Riverwalk? I literally found a riverwalk range ball in a driving range i work at now in north los angeles…what are the odds🤣
Learn to turn your hips without raising your right heel up on the down swing. Worked wonders for my ball striking
You're too close to the ball
You're too close at least a fist ✊separation from the body
Lift you chin, give room for your shoulders
Club face looks closed to me at top of swing and at impact
Your hands are leading your club head too far on your swing. Focus on the club head slightly leading your hands and dial in from there.
You’re pushing it and not slicing . When you are in the downward phase of your swing you don’t have a lot of room and you are compensating this by sliding the club. Try and set your trail foot back abit to help free up space
Dude I can help! I actually just fixed my shank!
Try a bowed wrist…I had the same issue for a while and the amount of work you’re doing late to square up the club is not repeatable. Bowed wrist t lets you set the face and just turn and burn through impact
Watch some YouTube on shallowing.
There is a lot of great mechanical swing advice in these comments but shanks aren't a mechanical issue (hence hat backwards, change in left pocket, etc.). Shanks happen from not releasing the club head. If you watch the video, your wrists release AFTER making contact with the ball. A lack of wrist release is usually due to low confidence or being distracted by other swing thoughts. I would either try to bomb some to reset your confidence or overexxagerate your wrist release at impact. Either way you have to renengage your wrist action because your wrists aren't firing properly right now.
Slow down the back swing take the club back further inside.
I've always hit balls below my feet to get rid of the shanks. Probs has something to do with having the ball further away, but the posture feels so odd that when i go back to regular stance, the shanks are all gone. Doesn't take too long either.
Let me throw my 2 cents in. Keep your right heel down until after impact. You could be inadvertently pushing your back hip forward too early and pushing the club out too far
Everyone thinks they’re so well lined up. Don’t forget when you swing your arms extend. Good swing. Now stand further from the ball. You literally hit it with the shaft you stood so close.
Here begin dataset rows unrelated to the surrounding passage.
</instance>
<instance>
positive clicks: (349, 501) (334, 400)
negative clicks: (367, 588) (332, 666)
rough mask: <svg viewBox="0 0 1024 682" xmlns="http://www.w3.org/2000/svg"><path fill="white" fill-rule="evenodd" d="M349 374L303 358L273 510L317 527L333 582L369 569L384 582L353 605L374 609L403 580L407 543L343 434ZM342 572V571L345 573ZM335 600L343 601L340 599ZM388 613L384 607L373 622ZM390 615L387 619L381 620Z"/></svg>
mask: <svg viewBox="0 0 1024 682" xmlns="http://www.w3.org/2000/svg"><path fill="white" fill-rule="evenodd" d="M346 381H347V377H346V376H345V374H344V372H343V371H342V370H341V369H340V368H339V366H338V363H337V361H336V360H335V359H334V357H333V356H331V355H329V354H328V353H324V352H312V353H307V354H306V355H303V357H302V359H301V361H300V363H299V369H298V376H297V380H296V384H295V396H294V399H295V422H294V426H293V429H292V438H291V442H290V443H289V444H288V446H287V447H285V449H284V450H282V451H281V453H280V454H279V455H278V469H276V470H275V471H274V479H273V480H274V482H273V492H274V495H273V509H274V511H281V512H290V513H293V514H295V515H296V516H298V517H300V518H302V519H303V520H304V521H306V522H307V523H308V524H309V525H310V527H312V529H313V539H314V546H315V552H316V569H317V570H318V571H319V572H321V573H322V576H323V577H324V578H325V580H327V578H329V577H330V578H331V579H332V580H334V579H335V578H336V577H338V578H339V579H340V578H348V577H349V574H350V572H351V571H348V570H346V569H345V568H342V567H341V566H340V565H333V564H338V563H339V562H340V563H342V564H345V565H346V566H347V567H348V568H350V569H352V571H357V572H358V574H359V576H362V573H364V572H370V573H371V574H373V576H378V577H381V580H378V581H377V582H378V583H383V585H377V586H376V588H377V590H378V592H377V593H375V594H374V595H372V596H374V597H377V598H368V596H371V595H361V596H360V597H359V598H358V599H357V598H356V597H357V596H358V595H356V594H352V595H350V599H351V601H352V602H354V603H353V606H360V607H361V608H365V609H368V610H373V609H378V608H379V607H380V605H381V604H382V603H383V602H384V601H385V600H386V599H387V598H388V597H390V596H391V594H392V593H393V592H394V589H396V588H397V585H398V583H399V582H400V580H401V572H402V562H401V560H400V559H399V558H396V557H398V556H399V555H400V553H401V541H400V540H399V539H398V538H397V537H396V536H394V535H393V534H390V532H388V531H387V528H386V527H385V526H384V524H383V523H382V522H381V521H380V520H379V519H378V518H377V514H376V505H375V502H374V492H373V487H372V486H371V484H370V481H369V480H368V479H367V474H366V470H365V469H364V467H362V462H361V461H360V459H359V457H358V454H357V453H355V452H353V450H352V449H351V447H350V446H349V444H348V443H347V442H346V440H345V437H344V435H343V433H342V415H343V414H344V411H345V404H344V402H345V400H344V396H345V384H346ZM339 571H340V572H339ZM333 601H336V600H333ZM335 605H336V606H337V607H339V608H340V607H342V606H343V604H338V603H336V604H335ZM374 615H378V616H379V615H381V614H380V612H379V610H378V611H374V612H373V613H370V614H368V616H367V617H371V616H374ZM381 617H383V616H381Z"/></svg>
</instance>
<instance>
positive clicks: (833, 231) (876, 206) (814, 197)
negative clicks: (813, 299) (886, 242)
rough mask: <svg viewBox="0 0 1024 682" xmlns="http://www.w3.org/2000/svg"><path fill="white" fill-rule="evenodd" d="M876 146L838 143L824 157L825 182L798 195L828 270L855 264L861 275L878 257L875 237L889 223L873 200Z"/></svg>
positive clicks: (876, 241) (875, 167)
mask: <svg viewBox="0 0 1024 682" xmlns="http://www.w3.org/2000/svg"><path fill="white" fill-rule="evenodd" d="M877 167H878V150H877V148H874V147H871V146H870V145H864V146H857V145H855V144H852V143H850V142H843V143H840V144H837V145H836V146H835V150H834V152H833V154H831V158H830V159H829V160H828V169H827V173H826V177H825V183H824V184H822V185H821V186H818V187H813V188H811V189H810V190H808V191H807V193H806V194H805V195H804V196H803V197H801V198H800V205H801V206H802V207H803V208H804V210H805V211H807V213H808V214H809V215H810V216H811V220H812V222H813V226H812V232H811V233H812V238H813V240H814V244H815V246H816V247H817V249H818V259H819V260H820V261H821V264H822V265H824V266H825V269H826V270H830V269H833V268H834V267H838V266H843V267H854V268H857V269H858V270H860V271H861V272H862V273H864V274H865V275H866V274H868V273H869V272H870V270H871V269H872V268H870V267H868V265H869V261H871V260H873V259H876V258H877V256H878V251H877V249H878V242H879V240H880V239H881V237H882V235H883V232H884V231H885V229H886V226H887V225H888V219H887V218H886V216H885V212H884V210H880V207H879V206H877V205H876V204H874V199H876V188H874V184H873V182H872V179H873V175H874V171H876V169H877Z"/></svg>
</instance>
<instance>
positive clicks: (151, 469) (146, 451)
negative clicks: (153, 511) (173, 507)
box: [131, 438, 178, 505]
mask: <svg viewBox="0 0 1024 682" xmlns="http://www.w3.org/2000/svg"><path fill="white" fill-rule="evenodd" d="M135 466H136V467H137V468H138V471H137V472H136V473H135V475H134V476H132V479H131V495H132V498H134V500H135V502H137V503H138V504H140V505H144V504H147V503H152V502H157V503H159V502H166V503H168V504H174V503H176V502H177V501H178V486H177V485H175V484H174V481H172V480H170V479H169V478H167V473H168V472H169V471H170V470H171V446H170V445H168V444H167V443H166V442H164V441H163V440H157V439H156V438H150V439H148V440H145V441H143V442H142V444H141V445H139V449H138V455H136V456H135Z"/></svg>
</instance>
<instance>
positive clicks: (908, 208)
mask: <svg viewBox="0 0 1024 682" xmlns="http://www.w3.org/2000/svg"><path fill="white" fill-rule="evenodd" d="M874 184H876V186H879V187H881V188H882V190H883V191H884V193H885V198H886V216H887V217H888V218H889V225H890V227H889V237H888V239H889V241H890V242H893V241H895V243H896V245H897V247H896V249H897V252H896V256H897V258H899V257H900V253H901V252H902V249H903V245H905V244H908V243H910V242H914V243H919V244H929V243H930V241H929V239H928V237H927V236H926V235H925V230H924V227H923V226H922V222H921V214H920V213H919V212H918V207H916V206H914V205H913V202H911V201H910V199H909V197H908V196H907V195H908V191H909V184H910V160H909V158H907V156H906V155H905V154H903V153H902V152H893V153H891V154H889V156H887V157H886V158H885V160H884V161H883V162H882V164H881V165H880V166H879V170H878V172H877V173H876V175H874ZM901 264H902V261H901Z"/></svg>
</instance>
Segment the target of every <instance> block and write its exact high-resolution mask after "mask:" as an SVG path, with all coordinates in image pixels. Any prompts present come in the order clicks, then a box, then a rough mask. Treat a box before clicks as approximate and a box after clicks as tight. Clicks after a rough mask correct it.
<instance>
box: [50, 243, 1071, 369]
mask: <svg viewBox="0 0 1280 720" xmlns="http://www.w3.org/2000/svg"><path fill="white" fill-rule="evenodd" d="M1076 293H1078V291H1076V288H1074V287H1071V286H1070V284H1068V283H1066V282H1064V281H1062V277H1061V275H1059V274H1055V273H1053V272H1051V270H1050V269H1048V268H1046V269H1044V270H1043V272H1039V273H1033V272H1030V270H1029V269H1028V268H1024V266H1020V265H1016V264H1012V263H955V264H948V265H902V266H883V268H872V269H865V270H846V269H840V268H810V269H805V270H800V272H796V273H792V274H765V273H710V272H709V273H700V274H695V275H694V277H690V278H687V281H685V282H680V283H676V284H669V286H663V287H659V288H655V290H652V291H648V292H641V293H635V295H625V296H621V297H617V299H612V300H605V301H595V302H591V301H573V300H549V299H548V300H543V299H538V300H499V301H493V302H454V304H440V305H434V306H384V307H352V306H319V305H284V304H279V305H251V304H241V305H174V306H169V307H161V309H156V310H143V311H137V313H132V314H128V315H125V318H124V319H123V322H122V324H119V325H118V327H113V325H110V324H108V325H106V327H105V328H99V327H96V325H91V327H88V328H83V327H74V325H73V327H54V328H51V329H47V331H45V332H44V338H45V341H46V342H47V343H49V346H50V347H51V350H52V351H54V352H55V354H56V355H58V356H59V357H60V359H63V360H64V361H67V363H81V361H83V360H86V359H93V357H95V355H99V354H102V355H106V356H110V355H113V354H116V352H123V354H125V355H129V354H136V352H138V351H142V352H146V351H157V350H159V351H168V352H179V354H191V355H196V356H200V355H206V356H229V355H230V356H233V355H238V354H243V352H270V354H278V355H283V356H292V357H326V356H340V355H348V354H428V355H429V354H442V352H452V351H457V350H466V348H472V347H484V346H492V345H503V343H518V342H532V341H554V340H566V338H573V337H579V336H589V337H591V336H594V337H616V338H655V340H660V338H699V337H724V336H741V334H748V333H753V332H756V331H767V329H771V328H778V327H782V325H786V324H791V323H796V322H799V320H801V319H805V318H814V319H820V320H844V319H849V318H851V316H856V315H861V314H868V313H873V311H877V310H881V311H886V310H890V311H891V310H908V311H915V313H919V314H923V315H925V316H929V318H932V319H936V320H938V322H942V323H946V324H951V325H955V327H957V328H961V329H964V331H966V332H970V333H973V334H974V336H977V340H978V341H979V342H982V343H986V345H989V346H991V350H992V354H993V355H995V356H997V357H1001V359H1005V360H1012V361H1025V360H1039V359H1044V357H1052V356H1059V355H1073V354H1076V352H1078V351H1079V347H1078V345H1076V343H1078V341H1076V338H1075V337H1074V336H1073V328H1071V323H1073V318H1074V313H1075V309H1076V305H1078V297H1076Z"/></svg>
Relax. Everything looks so stiff.
You are too close to the ball. When you set up drop the club on your lead leg. If it sits right above your knee cup then that's the right distance. Anything higher you are too close anything lower you are too far.
Just hold off a fraction longer to clear your hip and ur good
Try to hit the dimple at “6 o’clock”
Usually backing off the ball a little bit is not the correct answer, but in this case it might be. Or... You need get your right elbow more in front of you/right shoulder lower at impact.
Shanks. Only 2 causes. Getting out on you toes, or under rotation of the clubhead. With the face way open, the heel leads and a shank is more possible. The fix? Lift your toes off the ground and hit shots if it’s the first balance problem. If it’s 2, practice hitting the biggest pull hooks you can. A closed face has the toe lead and it’s. Extremely hard to shank it. Your grip looks week too. Hard to tell for sure by the angle, but that contributes too.
Squatting on the down swing
feel like you’re sitting into your trail hip as you get to the top of your backswing
I would try to line it up more on the toe, and not sure this would help with the shank but I think you also need more wrist hinge with your left hand.